Pipedream Tutorial 6

(revision 1.0, February 2015)

NOTE: The features described in this tutorial require Pipedream version 1.1.0 or later.

This tutorial follows on from Tutorial 5 to illustrate the use of Pipedream with multiple input models, specifically where domain movement, such as hinge bending, is present. This tutorial uses the same beta-secretase structures as in Tutorial 5. The experimental data is taken from PDB id: 4KE1. The three input models used are PDB id's: 1W50, 4DH6 and 4J0P.

4ke1.mtz the structure factors as supplied by the pdb for 4ke1, converted to mtz format
1w50.pdb the model coordinates as supplied by the pdb for 1w50
4dh6-hinge.pdb a modified set of model coordinates from PDB entry 4dh6
4j0p.pdb the model coordinates as supplied by the pdb for 4j0p

(A) Introduction

What happens if your target structure exhibits more significant domain movements, such as hinge bending, as well as localised loop rearrangements?

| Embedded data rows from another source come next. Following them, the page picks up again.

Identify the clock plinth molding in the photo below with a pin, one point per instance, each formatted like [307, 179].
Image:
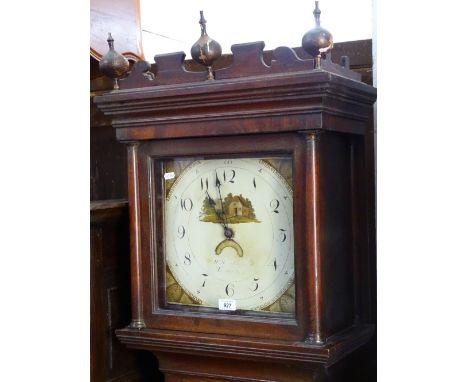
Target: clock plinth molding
[253, 108]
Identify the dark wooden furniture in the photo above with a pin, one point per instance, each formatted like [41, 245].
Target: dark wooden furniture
[109, 252]
[321, 117]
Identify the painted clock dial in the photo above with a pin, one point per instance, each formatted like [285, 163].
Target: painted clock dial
[229, 233]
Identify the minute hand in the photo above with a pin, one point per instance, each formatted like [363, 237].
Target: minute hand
[227, 231]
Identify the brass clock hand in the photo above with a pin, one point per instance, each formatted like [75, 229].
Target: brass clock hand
[228, 232]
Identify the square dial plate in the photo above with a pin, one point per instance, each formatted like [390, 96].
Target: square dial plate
[229, 234]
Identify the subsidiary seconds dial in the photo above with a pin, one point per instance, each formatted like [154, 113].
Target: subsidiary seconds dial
[229, 232]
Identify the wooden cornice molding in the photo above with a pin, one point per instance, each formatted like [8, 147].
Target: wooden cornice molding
[210, 345]
[182, 110]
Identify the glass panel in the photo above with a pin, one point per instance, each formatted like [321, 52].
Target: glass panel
[229, 233]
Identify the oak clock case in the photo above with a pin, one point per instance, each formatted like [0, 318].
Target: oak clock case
[223, 234]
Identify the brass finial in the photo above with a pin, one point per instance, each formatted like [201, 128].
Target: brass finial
[317, 40]
[206, 50]
[113, 64]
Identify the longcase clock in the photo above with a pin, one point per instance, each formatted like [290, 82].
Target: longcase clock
[248, 214]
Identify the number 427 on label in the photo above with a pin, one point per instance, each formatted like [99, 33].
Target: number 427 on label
[226, 304]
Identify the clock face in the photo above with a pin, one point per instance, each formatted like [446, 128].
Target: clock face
[229, 240]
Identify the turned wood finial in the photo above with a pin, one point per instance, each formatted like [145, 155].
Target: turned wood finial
[206, 51]
[113, 64]
[318, 40]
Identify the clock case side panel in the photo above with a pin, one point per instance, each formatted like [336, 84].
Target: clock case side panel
[156, 315]
[343, 232]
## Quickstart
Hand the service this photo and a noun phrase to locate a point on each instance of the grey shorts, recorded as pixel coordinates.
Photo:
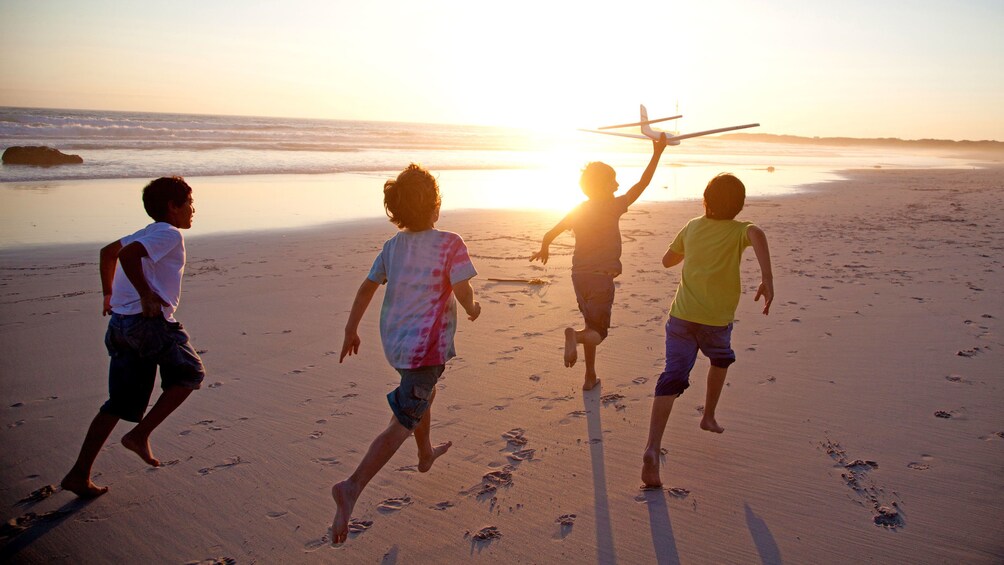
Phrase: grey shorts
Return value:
(683, 340)
(410, 400)
(138, 345)
(594, 295)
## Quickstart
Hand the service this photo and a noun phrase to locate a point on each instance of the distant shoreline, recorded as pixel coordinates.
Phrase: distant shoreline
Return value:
(965, 145)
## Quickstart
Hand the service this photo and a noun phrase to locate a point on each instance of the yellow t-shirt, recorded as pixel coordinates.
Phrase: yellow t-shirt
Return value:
(710, 287)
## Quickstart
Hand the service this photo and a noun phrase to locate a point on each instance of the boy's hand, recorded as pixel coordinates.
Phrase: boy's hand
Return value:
(473, 313)
(659, 145)
(153, 305)
(350, 345)
(766, 290)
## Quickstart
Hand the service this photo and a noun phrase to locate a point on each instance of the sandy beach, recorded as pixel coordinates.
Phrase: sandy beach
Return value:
(863, 418)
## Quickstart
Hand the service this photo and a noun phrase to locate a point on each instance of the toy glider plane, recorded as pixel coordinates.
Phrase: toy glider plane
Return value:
(649, 132)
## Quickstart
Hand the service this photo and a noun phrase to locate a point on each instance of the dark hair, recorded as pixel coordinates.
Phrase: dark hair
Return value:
(412, 198)
(592, 174)
(159, 193)
(724, 197)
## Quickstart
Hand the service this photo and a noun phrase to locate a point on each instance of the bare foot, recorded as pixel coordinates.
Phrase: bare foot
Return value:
(650, 470)
(82, 487)
(141, 448)
(571, 354)
(709, 425)
(344, 495)
(425, 464)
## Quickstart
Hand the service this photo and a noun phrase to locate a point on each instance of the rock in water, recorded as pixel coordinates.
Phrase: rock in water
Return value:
(38, 157)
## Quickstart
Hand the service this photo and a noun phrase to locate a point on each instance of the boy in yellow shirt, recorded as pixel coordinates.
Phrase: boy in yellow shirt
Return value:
(705, 305)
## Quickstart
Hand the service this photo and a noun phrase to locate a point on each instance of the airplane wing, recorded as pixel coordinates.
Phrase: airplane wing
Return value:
(618, 133)
(671, 138)
(644, 122)
(710, 131)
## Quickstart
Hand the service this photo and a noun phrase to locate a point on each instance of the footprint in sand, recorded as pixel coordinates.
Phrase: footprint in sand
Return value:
(39, 494)
(565, 520)
(234, 462)
(522, 455)
(395, 504)
(214, 561)
(358, 526)
(486, 534)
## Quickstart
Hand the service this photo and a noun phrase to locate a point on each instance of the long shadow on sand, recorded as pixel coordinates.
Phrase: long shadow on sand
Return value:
(663, 540)
(766, 546)
(37, 526)
(604, 531)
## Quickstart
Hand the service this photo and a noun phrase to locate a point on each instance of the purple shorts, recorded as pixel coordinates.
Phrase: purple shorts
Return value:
(594, 294)
(683, 340)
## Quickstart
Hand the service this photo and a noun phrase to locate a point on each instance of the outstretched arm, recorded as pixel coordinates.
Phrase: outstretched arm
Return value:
(106, 266)
(658, 146)
(465, 295)
(672, 258)
(562, 226)
(766, 288)
(350, 344)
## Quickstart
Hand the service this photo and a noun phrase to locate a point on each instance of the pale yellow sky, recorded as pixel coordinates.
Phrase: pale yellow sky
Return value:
(913, 69)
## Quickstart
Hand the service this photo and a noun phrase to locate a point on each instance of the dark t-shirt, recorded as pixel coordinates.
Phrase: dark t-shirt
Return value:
(595, 224)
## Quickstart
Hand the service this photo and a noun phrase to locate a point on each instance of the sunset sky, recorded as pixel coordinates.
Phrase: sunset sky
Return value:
(913, 69)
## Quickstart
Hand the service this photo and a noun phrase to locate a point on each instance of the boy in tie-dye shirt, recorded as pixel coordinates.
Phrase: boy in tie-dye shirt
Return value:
(424, 270)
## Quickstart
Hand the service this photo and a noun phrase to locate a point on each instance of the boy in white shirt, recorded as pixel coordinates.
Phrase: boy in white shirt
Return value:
(142, 281)
(427, 272)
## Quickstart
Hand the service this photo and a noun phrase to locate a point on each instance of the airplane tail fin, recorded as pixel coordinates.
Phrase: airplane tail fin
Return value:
(646, 127)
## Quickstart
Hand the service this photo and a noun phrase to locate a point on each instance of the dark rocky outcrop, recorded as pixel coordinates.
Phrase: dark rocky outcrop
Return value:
(38, 157)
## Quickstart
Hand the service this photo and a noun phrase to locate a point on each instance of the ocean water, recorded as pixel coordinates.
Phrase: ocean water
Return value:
(268, 173)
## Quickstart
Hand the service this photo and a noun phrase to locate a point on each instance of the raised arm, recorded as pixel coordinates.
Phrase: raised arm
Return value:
(106, 267)
(465, 295)
(658, 146)
(350, 344)
(562, 226)
(131, 258)
(766, 288)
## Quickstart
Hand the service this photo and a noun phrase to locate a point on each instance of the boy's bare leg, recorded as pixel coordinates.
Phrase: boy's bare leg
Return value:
(589, 352)
(661, 408)
(571, 346)
(589, 338)
(77, 481)
(347, 492)
(423, 438)
(716, 380)
(138, 439)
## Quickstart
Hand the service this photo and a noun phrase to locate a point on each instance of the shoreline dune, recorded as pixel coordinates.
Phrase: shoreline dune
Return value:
(862, 417)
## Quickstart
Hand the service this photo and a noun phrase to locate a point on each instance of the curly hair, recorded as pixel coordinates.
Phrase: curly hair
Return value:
(411, 200)
(595, 179)
(160, 192)
(724, 197)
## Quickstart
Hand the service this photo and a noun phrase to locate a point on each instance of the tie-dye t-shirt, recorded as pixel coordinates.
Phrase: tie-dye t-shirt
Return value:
(419, 317)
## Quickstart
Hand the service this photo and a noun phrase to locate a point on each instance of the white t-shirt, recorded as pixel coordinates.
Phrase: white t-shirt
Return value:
(163, 267)
(419, 317)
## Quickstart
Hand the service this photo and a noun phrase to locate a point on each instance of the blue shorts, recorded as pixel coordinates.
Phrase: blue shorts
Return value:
(410, 400)
(683, 340)
(594, 295)
(138, 345)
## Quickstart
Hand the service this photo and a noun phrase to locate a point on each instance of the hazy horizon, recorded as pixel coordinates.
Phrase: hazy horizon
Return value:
(798, 68)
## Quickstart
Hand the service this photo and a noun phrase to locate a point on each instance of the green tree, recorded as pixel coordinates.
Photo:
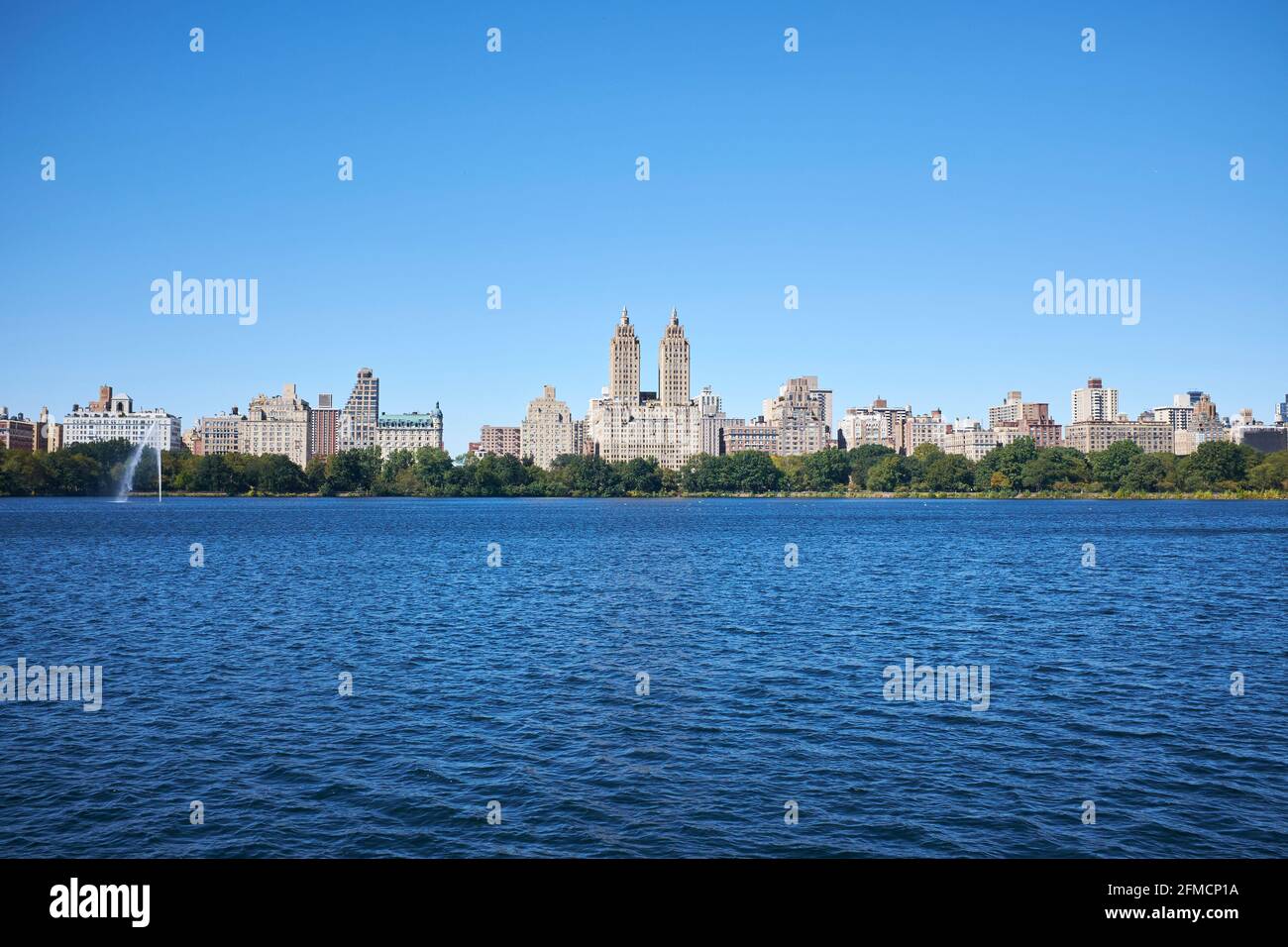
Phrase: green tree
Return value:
(948, 474)
(1008, 460)
(1145, 474)
(888, 474)
(752, 472)
(640, 475)
(862, 460)
(1270, 472)
(1109, 467)
(1215, 463)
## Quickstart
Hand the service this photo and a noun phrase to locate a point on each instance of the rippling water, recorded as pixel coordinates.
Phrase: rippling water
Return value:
(518, 684)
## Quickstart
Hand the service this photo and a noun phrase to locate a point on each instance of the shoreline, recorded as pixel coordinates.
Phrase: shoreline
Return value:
(853, 495)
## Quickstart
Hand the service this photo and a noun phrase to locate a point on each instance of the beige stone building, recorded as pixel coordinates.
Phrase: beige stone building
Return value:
(623, 363)
(970, 440)
(879, 424)
(673, 365)
(1153, 437)
(625, 424)
(1094, 403)
(756, 434)
(803, 414)
(548, 431)
(361, 414)
(500, 441)
(277, 424)
(220, 433)
(410, 432)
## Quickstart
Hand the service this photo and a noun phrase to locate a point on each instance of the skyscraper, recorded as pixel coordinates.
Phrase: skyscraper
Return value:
(1094, 403)
(548, 431)
(673, 365)
(623, 363)
(361, 412)
(622, 425)
(323, 428)
(277, 424)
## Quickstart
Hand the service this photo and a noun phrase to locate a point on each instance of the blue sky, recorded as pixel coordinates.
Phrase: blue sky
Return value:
(518, 169)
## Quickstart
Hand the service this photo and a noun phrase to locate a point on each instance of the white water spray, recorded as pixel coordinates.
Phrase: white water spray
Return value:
(136, 455)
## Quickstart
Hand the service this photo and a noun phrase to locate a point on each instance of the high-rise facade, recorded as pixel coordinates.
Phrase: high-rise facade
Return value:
(361, 415)
(220, 433)
(410, 432)
(673, 365)
(277, 424)
(879, 424)
(325, 428)
(623, 363)
(803, 412)
(1094, 403)
(500, 440)
(1018, 418)
(18, 433)
(548, 431)
(1151, 437)
(622, 425)
(112, 418)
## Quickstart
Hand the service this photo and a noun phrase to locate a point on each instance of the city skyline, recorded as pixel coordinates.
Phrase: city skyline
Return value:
(768, 169)
(625, 420)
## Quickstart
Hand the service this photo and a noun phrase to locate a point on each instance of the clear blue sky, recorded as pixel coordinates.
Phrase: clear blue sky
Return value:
(518, 169)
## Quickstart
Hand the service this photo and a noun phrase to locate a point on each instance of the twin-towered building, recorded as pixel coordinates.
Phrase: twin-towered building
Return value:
(626, 423)
(668, 424)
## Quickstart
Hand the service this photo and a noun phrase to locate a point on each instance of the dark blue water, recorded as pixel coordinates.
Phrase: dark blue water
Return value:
(518, 684)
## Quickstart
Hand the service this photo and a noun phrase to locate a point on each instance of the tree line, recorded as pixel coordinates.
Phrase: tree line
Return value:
(1020, 467)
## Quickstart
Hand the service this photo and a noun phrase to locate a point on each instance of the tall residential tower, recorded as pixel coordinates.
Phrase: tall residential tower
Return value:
(673, 365)
(623, 363)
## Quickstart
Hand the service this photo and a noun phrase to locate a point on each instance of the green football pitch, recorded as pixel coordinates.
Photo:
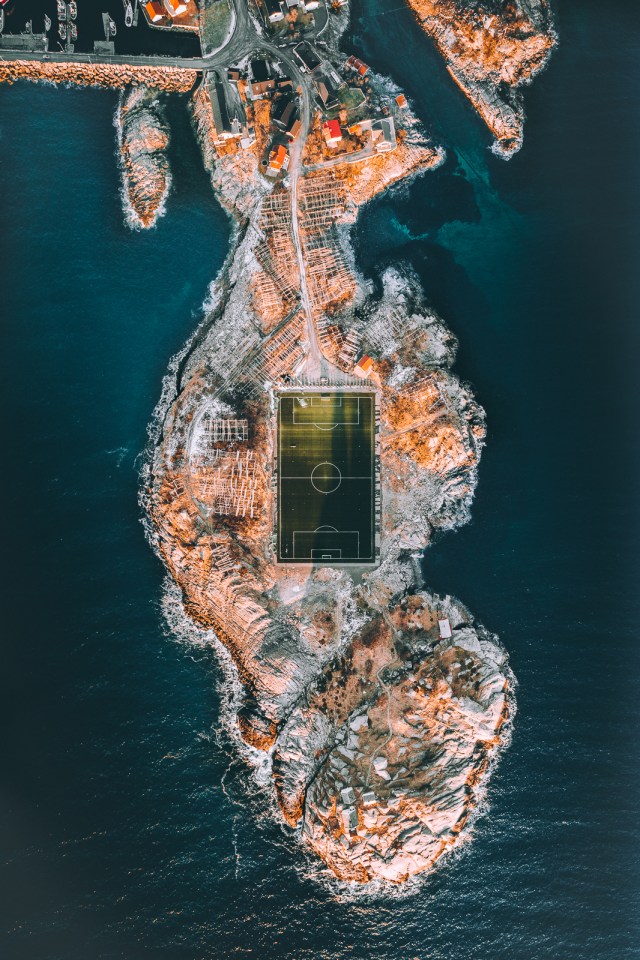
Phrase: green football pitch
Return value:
(326, 478)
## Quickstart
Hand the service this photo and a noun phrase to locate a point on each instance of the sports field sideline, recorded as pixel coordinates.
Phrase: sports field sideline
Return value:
(326, 477)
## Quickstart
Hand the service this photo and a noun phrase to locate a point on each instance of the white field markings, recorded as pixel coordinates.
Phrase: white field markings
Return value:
(370, 477)
(330, 423)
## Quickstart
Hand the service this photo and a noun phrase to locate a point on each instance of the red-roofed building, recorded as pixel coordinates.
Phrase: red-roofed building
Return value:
(175, 7)
(278, 160)
(363, 367)
(154, 11)
(332, 133)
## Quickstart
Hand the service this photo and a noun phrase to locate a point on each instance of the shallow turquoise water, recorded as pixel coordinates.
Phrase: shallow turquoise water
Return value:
(128, 828)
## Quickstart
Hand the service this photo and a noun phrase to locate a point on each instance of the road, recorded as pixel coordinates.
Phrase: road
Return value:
(244, 39)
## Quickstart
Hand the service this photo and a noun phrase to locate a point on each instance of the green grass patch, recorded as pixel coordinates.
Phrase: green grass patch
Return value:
(326, 478)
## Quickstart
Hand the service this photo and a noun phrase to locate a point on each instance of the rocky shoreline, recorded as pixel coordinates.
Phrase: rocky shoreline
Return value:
(377, 706)
(379, 733)
(491, 54)
(109, 76)
(143, 137)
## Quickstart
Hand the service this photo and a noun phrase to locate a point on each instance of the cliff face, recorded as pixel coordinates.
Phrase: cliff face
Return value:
(143, 136)
(491, 51)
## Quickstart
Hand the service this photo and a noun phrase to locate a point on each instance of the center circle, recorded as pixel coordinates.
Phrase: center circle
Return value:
(326, 477)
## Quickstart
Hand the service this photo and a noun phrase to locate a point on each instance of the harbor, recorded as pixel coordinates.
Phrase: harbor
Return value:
(112, 27)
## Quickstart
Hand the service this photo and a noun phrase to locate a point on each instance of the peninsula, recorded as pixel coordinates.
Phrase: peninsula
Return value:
(312, 437)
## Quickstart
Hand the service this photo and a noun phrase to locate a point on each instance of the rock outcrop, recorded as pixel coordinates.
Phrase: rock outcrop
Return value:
(380, 734)
(169, 79)
(143, 137)
(491, 51)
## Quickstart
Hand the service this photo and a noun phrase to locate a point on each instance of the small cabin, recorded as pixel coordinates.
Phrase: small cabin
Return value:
(363, 367)
(332, 133)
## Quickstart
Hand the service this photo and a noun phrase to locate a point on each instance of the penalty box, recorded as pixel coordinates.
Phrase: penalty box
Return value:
(326, 511)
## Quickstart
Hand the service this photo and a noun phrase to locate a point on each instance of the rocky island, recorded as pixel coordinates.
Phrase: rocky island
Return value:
(491, 51)
(312, 438)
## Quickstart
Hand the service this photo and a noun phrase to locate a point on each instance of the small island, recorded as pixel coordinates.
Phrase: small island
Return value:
(312, 438)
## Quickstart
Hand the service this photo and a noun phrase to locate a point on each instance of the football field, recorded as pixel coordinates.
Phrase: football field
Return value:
(326, 478)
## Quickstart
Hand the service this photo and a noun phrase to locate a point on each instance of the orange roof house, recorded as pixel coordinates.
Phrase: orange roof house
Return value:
(363, 367)
(175, 7)
(332, 132)
(154, 10)
(277, 159)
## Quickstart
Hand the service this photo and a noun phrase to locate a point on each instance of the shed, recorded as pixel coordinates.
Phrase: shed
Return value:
(363, 367)
(332, 132)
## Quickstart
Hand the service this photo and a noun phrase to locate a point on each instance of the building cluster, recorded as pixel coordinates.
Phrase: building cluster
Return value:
(277, 10)
(228, 111)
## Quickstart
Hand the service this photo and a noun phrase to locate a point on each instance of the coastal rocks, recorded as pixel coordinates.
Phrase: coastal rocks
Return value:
(491, 53)
(169, 79)
(143, 136)
(378, 733)
(404, 772)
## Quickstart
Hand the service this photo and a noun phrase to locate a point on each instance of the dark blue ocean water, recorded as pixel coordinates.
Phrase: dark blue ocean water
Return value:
(126, 830)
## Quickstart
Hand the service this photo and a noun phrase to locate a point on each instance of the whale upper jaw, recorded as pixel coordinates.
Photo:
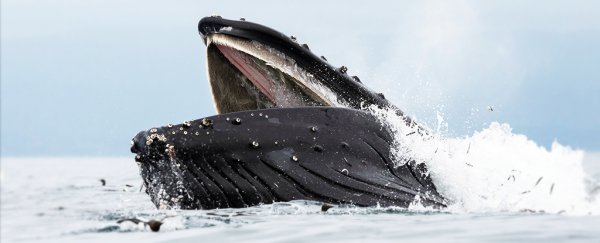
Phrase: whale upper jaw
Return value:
(251, 66)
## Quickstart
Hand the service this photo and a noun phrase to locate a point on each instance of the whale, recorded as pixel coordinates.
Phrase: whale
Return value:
(289, 126)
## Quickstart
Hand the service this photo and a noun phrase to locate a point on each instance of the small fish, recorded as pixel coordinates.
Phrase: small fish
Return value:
(326, 207)
(538, 182)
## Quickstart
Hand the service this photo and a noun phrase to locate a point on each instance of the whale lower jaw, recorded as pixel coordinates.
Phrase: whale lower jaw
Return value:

Pipedream bases its determination of which residues differ and then comparison of which model fits best on an analysis of pairwise RMS deviations between residues. However, whole domain movements, such as hinge-bending, will compromise this analysis and lead to incorrect outcomes.

Therefore, such domain movements must be factored out before structure comparison is carried out.

Luckily, this is catered for in Pipedream, through compulsory rigid body refinement at the start of the initial refinement step and the ability to give Pipedream a specific rigid body definition file to "divide" the structure into domains, which are refined independently.

(B) Input model preparation

This tutorial uses the same input files that were used in Tutorial 5, with one exception.

The 4dh6 structure has been altered in Coot to introduce a random rotation of its n-terminal domain (residues -1 to 183).

The image below illustrating the 4dh6 structure (yellow) and the modified model (blue), showing the rotation introduced into the n-terminal domain.


Prior to running Pipedream, we also need a rigid body definition file. In this case, there are just 2 domains:

n-terminal domain: -1 to 183
c-terminal domain: 184 - 385

See the main BUSTER program documentation for a description of the format of the rigid body definition file.

The file that we need is here. Note the first line of this file. This is setting explicit resolution limits for the rigid body step in BUSTER. We are limiting the high resolution limit to 4.0A as it will increase the radius of convergence for rigid body refinement.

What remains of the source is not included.